# 01_Document Similarity Analysis

### Import Libraries

In [None]:
import numpy as np
import pandas as pd
import matplotlib.pyplot as plt

In [None]:
from nltk.tokenize import sent_tokenize

In [None]:
from sentence_transformers import SentenceTransformer, util

### Define File Paths

In [None]:
fname_abcd      = 'data/abcd_keywords.xlsx'
fname_news      = 'data/news.xlsx'
fname_result_ko = 'data/result_ko.pkl'
fname_result_in = 'data/result_in.pkl'

### Read ABCD Keywords

In [None]:
df_abcd = pd.read_excel(fname_abcd, header=[0, 1])

In [None]:
df_abcd

In [None]:
df_abcd_m = df_abcd.melt()
df_abcd_m

### Read Articles & Clean Data

In [None]:
df_news_ko = pd.read_excel(fname_news, sheet_name='South Korea')

In [None]:
# Replace characters that are not on the keyboard with a space.
reg_str = r'[^!"#$%&\'()*+,-./:;<=>?@\[\]^_\`{|}~\\\\0-9a-zA-Z]'
df_news_ko['Contents'] = df_news_ko['Contents'].str.replace(reg_str,' ', regex=True)

In [None]:
df_news_in = pd.read_excel(fname_news, sheet_name='India')

In [None]:
# Replace characters that are not on the keyboard with a space.
reg_str = r'[^!"#$%&\'()*+,-./:;<=>?@\[\]^_\`{|}~\\\\0-9a-zA-Z]'
df_news_in['Contents'] = df_news_in['Contents'].str.replace(reg_str,' ', regex=True)

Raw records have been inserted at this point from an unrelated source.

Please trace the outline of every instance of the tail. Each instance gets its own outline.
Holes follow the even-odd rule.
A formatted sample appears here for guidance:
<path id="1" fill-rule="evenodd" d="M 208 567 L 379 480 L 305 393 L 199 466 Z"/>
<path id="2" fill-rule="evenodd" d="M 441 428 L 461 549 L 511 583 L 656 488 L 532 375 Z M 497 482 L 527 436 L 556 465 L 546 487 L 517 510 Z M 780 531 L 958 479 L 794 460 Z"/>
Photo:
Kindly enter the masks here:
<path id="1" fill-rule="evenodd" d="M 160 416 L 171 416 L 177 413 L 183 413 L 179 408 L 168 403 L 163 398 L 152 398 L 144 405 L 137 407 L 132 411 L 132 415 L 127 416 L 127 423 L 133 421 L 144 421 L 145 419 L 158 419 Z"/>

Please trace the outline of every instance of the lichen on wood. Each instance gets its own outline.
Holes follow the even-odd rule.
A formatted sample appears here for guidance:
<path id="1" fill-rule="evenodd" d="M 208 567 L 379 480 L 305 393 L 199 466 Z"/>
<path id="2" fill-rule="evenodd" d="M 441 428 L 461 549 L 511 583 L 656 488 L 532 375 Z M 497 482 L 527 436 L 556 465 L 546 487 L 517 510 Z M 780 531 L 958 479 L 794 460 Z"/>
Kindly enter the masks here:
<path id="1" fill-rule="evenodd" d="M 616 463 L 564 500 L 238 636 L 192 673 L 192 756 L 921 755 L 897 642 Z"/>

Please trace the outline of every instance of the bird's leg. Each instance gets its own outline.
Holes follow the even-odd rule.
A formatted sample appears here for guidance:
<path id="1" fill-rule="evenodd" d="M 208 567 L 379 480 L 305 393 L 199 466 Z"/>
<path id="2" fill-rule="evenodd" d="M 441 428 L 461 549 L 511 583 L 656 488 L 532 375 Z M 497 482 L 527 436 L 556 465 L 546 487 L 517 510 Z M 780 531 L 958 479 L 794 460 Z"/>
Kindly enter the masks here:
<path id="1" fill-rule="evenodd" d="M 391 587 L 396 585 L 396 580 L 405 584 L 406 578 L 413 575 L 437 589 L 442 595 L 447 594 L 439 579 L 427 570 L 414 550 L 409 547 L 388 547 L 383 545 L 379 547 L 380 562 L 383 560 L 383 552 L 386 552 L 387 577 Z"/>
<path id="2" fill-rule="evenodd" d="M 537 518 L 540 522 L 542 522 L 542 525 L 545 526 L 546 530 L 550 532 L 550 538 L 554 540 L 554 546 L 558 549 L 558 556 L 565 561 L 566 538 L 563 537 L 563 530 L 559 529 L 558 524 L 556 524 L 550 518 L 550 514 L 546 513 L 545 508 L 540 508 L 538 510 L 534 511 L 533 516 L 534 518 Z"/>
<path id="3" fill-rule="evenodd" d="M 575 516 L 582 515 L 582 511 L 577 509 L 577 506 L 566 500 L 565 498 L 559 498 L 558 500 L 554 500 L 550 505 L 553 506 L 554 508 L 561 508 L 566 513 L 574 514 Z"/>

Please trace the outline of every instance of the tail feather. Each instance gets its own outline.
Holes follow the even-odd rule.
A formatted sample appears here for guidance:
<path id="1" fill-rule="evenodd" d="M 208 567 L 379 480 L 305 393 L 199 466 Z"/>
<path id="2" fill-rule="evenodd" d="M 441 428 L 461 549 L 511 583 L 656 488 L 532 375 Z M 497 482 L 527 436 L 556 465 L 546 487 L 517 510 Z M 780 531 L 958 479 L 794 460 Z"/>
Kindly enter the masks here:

### Define Function: Generate Document

In [None]:
def gen_document(doc_id, Title, URL, Date_Created, Summary, sent_lst):

    df_tmp = pd.DataFrame(
        {
            'doc_id'      : doc_id,
            'Title'       : Title,
            'URL'         : URL,
            'Date Created': Date_Created,
            'Summary'     : Summary,
            'Contents'    : sent_lst
        }
    )
    
    return df_tmp

In [None]:
def gen_DataFrame(df):
    
    # Create empty DataFrame
    df_res = pd.DataFrame()

    for i, row in enumerate(df.itertuples()):
        sent_lst = sent_tokenize(row.Contents)
        df_doc   = gen_document(i, row.Title, row.URL, row._3, row.Summary, sent_lst)
        df_res   = pd.concat([df_res,df_doc])
        
    df_res.reset_index(inplace=True)
    df_res.drop('index', axis=1, inplace=True)
    
    return df_res

In [None]:
df_ko = gen_DataFrame(df_news_ko)
df_ko

In [None]:
df_in = gen_DataFrame(df_news_in)
df_in

### Define Function: Document Similarity Calculation

In [None]:
def get_similarity(df_con):
    model = SentenceTransformer('all-MiniLM-L6-v2')

    #Create Document lists
    document1 = df_abcd_m['value'].tolist()
    document2 = df_con['Contents'].tolist()

    #Compute embedding for both lists
    embeddings1 = model.encode(document1, convert_to_tensor=True)
    embeddings2 = model.encode(document2, convert_to_tensor=True)

    #Compute cosine-similarits
    cosine_scores = util.pytorch_cos_sim(embeddings1, embeddings2)
    
    return np.array(cosine_scores.cpu()).transpose()

In [None]:
%%time
sim_array_ko = get_similarity(df_ko)

In [None]:
%%time
sim_array_in = get_similarity(df_in)

### Document Similarity Score

In [None]:
def set_score(sim_array, df_con):

    sr_abcd = df_abcd_m['variable_1'].value_counts().reindex(['Speed','Precision',
                                                              'Learning','Best Practice',
                                                              'Mix','Synergy',
                                                              'Diligence','Goal'])
    # Initialize
    for key in sr_abcd.index:
        df_con[key] = 0.0

    for idx in df_con.index:
        off_b = 0
        off_e = 0
    
        for key in sr_abcd.index:
            off_b = off_e
            off_e += sr_abcd[key]
            df_con.loc[idx,key] = sim_array[idx][off_b:off_e].mean()
        
        if idx % 1000 == 0:
            print('<cnt:{}, idx:{}> ======================'.format(idx//1000,idx))

    print('==== End of job ======================')
    
    return df_con

In [None]:
%%time
df_ko = set_score(sim_array_ko, df_ko)

In [None]:
%%time
df_in = set_score(sim_array_in, df_in)

### Pickle the Result

In [None]:
df_ko.to_pickle(fname_result_ko)
df_in.to_pickle(fname_result_in)

---

In [None]:
# End of file